Stadium versions, with individualized content showing at the same time to many attendees from the same screen, could similarly help make walking-around into a targetable, personalized, large-screen media environment.

This could cause a huge boom of OOH inventory, hopefully new laws about highway billboards and a kind of mass personalization for every person’s outdoor journeys.

Tech intersection

CES is nothing if not a showcase for intersections of technology.

One of the biggest this year is Amazon’s integrations of Alexa intelligent voice agents and other technology into cars.

If popular, it could launch entirely new categories of ad inventory, program content, vehicle-entertainment interaction, and useful personalized ads for retailers coming up the road — all available through the world’s largest retailer.

This includes the integration of Amazon-owned home security system Ring and Alexa commands into various makes of cars, the ability to media stream FireTV to cars, a $50 Echo Auto that connects the Alexa smartphone app to cars and plays through car speakers, and the ability to now pay for gas at 11,000 Exxon and Mobile stations by talking to Alexa.

Amazon Web Services highlighted the use of its hosting and development platform for automotive visualization software Zerolight, which generates visualizations of real-time renderings of custom car configurations, for personalized display ads.

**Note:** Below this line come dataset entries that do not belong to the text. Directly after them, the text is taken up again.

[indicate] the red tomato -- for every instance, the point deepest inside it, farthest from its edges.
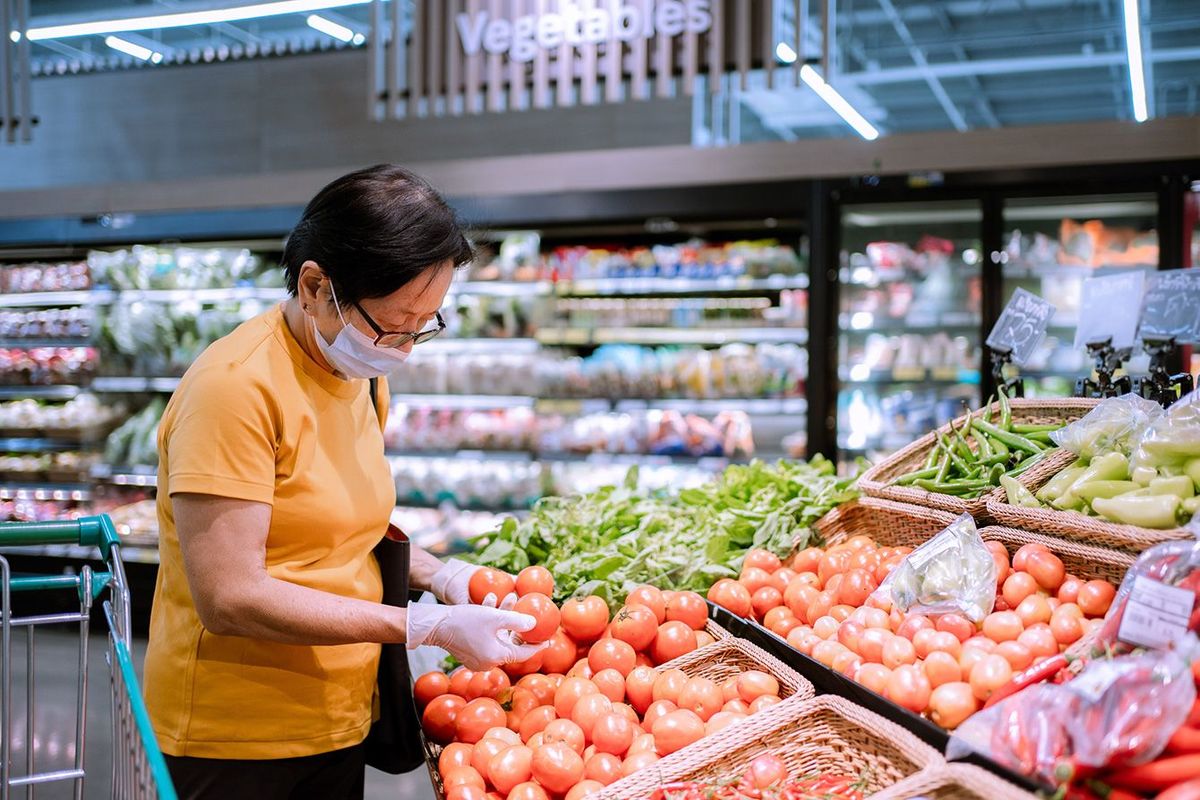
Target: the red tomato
(585, 620)
(701, 696)
(856, 588)
(951, 704)
(1047, 569)
(672, 641)
(640, 687)
(689, 608)
(537, 721)
(487, 684)
(909, 687)
(559, 655)
(658, 710)
(429, 686)
(1095, 597)
(487, 581)
(544, 611)
(669, 685)
(763, 600)
(652, 597)
(439, 716)
(636, 625)
(557, 768)
(535, 578)
(613, 733)
(765, 771)
(527, 791)
(604, 768)
(676, 731)
(474, 720)
(615, 654)
(732, 596)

Speaking of ad inventory, interactive content platform Apester pointed to Microsoft and Lenovo as being the “biggest winners of this year’s CES,” based on Apester’s measurement of audience anticipation and perception of innovation.

The key attraction: the first Windows laptop with a foldable display, called the Lenovo ThinkPad X1 Fold.

Foldable laptops

While the hardware marks a new first for foldable screens, Apester CEO and founder Moti Cohen told ClickZ that “the opportunity to be able to present more ads on a split screen” was a key driver for the assessment of importance by the survey respondents.

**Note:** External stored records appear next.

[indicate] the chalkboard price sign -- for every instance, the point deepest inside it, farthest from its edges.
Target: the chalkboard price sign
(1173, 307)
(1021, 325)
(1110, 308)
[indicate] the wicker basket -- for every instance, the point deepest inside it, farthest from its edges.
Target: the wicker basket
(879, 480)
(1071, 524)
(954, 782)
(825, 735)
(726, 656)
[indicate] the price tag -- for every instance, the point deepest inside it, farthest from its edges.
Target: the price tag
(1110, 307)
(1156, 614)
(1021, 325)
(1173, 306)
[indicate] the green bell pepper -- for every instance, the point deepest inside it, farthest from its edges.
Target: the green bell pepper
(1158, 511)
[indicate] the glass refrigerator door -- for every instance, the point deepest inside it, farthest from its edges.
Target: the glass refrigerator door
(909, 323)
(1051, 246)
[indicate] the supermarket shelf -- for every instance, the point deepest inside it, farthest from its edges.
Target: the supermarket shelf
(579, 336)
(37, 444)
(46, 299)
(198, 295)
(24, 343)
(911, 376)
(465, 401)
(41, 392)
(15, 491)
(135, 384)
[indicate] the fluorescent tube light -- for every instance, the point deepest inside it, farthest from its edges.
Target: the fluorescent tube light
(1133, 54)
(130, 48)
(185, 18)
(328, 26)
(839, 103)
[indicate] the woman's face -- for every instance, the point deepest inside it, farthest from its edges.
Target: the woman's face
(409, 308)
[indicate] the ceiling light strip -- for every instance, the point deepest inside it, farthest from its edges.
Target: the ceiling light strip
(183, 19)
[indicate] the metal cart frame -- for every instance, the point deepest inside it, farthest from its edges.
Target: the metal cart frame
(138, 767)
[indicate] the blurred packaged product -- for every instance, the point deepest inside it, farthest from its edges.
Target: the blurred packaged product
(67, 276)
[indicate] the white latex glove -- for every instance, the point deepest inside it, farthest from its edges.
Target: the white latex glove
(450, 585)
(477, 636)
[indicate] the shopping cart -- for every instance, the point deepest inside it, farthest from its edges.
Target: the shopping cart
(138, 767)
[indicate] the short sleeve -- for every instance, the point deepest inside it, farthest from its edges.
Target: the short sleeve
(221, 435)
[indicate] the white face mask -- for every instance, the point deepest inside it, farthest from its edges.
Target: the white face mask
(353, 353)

Another potential source of big ad supply is Quibi, a high-powered mobile video startup that will offer “quick bites” targeted at digital natives.

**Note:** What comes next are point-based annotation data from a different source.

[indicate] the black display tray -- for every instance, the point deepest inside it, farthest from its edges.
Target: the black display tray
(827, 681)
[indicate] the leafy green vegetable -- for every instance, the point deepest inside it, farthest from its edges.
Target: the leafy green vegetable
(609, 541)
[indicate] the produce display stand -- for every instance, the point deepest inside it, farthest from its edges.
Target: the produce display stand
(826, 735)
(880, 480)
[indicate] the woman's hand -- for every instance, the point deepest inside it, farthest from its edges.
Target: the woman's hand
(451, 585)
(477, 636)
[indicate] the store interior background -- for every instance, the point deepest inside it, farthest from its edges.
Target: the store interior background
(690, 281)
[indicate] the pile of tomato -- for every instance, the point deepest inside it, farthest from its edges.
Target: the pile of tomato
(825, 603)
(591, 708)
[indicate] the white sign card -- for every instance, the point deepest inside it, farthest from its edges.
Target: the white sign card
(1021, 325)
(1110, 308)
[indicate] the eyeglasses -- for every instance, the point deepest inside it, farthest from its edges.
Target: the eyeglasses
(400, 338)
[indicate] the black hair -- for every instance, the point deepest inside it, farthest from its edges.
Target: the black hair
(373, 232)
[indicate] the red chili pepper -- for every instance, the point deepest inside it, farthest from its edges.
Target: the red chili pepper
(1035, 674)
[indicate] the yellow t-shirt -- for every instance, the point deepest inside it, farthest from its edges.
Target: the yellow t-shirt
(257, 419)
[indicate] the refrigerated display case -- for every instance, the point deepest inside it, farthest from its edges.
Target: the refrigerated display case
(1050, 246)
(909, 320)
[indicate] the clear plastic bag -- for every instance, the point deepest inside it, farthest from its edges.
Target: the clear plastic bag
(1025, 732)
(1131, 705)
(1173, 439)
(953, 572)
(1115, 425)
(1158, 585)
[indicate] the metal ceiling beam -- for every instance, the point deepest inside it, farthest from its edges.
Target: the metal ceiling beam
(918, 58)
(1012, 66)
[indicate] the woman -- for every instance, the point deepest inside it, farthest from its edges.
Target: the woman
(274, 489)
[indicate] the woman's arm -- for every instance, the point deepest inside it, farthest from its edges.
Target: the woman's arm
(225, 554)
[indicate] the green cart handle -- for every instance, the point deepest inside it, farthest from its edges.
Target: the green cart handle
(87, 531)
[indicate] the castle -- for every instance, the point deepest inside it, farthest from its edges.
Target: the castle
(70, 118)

Robert Rothschild, VP of Global Marketing at social ad platform Smartly.io, told us that “the ad inventory for the entire first year has already sold out before the launch and promises an incredibly personalized experience for both brands and consumers.”

And the future of one already-successful emerging ad inventory platform – podcasts – is getting more interesting, following an announcement at CES by Spotify.

The streaming music and audio service announced its Podcast Ads, powered by Streaming Ad Insertion (SAI).

It builds on the shift in podcast from downloads to streaming, offering the planning, reporting and measurement capabilities of online ads.

It can also utilize user data to target ads in real time, by such variables as location, device type or age.

Not ‘Holy Grail’

Among other capabilities, Podcast Ads lets advertisers measure actual listener impressions, whereas downloaded podcasts can’t accurately determine if the ad was actually listened to.

Stephen Smyk, SVP of Podcast and Influencer Marketing at performance audio ad agency Veritone One, told ClickZ via email that, although the Spotify announcement is “an exciting development with major potential in the long term,” it won’t represent a major impact in the short term because Spotify only accounts for about 5 to 15 percent of podcast listeners.

In the current announcement, SAI is limited to Spotify-exclusive podcasts.

Smyk said that providing this kind of podcast ad targeting and measurement at this point requires a provider to own all the touchpoints in delivering a podcast: the platform where the podcast is hosted, the service providing the ads, the podcast app for playback and the listener relationship.

And, he noted, this new service doesn’t take the place of “the holy grail of podcast advertising” — the host read. A podcast host reading the ad, and possibly talking about personal experiences with the product, is more valuable than any streaming ad, he said.